Somebody asked me today about some words they heard in a Spanish song.
Waterfall – by Jim Warren – my fav work by my fav artist – it has nothing to do with today’s blog post, but it’s very nice, don’t you agree?
Ok, back to those three Spanish words. It looks like conmigo (with me), contigo (with you), and consigo (with her/him/it) are …
… very commonly-used …
… irregular structures, exceptions, special cases …
… of Spanish prepositions, pronouns, and prepositional pronouns.
the “con-” and the “-go” are redundant.
“con mi go” is “with me with”.
You ask, since when does “-go” mean “with” in Spanish? Not any more. “-go” is an archaic obsolete Spanish prepositional suffix that meant “with.”

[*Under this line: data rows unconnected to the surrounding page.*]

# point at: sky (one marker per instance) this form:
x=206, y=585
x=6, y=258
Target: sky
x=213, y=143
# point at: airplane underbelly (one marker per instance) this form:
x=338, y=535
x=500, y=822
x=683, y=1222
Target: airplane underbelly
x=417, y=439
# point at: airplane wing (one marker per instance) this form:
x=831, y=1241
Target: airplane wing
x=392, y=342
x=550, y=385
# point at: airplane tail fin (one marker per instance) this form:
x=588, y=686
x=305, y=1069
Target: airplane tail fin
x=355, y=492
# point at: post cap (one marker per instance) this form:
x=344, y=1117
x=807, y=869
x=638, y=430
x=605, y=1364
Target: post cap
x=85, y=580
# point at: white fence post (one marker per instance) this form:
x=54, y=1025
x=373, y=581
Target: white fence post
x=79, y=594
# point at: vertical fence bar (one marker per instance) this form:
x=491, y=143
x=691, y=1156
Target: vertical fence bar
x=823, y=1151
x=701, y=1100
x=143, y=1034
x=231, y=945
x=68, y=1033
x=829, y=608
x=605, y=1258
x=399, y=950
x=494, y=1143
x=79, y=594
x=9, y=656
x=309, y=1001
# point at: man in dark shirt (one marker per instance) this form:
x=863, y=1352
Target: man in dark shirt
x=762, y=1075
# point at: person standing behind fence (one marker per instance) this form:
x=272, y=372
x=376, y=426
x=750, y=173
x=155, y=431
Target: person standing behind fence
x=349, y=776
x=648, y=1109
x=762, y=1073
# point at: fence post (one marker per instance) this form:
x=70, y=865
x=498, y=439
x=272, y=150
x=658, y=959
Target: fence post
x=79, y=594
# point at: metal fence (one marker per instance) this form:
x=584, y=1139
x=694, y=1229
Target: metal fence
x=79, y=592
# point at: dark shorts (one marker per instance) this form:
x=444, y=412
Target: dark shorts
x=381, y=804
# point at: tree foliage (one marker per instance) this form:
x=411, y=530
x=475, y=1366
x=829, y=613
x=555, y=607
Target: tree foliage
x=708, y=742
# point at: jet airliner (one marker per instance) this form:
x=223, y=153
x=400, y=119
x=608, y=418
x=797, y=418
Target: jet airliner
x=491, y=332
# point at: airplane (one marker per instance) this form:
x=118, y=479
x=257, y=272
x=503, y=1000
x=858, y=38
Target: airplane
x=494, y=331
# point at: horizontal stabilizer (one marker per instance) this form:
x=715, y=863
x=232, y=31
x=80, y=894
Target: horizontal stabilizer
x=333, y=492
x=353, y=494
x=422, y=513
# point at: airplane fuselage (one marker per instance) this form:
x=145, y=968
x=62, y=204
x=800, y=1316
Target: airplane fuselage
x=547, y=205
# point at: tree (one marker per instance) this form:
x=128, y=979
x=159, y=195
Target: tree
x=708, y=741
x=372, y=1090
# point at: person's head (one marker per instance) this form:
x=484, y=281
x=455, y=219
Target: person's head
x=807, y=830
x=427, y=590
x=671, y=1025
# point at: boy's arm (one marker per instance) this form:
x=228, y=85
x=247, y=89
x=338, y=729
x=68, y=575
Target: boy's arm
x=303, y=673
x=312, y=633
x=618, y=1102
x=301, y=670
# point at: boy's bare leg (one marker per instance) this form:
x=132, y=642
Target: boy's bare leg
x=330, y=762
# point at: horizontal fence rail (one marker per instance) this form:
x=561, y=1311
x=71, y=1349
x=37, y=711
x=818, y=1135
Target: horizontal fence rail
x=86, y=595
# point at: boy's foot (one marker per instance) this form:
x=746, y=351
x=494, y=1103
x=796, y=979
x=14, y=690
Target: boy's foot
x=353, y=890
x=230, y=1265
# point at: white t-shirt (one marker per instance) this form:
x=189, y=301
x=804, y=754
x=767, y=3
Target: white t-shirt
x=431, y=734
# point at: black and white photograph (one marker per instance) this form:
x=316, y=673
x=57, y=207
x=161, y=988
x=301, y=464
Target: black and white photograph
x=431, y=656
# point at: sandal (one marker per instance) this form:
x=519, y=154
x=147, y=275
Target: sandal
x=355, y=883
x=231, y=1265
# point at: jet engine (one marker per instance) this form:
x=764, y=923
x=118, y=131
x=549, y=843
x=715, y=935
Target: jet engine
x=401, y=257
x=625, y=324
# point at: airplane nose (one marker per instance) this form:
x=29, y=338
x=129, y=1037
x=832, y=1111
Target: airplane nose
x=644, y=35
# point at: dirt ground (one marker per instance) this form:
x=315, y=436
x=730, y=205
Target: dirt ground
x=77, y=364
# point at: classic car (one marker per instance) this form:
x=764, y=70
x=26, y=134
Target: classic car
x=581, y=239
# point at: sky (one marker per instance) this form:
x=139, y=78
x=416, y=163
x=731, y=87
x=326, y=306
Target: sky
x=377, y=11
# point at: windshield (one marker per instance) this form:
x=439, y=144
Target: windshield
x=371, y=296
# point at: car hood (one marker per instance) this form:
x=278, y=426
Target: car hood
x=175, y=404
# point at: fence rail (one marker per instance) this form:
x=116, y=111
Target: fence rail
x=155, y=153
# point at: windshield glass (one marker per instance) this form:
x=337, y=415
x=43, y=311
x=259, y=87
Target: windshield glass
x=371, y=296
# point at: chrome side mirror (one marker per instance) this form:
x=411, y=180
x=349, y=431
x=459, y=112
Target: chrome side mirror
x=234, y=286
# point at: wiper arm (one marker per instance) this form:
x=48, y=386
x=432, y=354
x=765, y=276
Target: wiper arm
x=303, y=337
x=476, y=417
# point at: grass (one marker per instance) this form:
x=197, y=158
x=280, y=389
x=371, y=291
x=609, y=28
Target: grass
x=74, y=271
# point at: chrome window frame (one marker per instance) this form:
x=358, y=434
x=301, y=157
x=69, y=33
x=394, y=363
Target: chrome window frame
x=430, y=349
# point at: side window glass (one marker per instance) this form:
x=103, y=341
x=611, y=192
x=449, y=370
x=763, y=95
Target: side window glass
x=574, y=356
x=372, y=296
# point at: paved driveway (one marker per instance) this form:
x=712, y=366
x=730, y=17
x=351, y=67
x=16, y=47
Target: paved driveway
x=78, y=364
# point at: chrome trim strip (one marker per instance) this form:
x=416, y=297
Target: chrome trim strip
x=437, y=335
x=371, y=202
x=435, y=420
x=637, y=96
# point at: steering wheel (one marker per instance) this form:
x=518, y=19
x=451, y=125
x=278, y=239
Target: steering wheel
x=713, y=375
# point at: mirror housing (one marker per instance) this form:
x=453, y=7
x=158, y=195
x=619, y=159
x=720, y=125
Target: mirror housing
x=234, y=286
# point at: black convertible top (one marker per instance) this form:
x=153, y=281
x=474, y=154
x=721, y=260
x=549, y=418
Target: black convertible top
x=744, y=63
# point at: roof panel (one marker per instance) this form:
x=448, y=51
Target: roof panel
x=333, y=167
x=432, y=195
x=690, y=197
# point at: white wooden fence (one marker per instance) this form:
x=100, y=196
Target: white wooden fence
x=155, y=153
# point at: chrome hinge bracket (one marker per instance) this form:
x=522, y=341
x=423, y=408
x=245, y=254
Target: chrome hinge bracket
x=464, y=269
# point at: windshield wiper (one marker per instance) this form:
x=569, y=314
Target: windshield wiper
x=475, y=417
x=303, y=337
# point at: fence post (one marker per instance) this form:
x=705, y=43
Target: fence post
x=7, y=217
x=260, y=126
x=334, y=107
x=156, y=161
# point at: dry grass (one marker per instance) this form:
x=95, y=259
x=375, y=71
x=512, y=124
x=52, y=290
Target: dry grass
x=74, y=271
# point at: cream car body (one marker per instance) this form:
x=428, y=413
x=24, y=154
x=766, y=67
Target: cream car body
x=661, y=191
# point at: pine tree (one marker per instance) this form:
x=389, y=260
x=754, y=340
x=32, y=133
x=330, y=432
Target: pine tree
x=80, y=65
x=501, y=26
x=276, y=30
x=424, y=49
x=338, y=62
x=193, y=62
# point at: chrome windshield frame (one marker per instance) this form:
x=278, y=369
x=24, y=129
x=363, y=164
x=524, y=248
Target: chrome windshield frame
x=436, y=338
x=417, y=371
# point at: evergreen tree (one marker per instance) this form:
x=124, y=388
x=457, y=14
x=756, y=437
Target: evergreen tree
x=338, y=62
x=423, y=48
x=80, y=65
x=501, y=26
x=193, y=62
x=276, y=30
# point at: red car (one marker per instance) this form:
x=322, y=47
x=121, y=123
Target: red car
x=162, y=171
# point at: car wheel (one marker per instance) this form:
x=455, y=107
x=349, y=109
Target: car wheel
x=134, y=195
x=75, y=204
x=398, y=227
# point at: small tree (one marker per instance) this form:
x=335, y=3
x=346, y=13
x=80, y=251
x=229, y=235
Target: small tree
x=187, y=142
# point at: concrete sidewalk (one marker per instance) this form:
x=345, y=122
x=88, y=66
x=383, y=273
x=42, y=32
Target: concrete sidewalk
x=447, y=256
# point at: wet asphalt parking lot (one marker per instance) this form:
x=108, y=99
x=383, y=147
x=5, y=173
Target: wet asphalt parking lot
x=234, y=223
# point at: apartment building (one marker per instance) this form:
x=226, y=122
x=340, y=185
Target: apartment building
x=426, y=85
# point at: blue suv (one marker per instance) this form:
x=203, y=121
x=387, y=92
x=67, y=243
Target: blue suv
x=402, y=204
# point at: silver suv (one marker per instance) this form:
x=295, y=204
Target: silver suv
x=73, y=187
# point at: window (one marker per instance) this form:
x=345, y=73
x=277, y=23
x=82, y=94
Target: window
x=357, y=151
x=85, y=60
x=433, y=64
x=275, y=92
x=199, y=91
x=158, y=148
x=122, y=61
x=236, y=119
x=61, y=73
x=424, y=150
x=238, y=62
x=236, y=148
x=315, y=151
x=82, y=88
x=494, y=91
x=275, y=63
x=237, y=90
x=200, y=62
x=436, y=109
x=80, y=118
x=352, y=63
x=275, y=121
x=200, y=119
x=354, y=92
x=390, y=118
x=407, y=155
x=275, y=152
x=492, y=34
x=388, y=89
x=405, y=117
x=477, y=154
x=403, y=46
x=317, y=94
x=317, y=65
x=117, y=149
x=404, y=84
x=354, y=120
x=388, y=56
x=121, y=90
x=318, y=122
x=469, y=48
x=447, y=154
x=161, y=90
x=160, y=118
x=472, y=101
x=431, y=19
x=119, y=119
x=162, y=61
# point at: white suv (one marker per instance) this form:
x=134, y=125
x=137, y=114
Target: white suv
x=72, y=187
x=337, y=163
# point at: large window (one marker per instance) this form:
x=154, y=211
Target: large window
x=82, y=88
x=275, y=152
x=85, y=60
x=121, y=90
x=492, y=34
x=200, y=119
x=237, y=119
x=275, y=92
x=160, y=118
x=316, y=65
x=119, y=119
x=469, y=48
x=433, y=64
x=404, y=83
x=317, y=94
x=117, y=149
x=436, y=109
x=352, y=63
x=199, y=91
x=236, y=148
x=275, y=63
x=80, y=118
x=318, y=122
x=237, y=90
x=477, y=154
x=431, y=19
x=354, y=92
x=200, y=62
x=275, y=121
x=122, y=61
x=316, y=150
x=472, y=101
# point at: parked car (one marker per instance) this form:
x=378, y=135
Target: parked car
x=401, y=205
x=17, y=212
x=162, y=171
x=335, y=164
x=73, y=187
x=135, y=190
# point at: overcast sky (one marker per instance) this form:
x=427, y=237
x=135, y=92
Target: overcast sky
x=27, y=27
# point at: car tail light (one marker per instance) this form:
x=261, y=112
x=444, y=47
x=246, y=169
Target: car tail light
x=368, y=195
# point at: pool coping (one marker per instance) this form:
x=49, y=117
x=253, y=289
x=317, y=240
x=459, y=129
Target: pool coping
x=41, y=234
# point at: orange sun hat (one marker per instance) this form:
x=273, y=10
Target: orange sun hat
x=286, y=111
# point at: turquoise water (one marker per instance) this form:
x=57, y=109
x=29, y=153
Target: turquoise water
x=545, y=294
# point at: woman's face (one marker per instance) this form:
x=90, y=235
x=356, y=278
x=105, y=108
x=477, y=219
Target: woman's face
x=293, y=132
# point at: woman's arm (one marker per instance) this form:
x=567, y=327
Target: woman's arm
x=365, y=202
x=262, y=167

Hm.. But the “-go” came after, not before, the “me.” Maybe I should say it’s a post-positional suffix, a post-position vs. a pre-position. Ever notice that what we in English pronounce as “PREP-osition” is really re-pronouncing, “PRE-position” ? : ) The preposition pre-positions our thought. The preposition, “above,” pre-positions our thinking to expect something, well, positioned, well, above whatever noun object follows. “above the chair.” Some languages use post-position words or suffixes that come after the noun. “chair above.”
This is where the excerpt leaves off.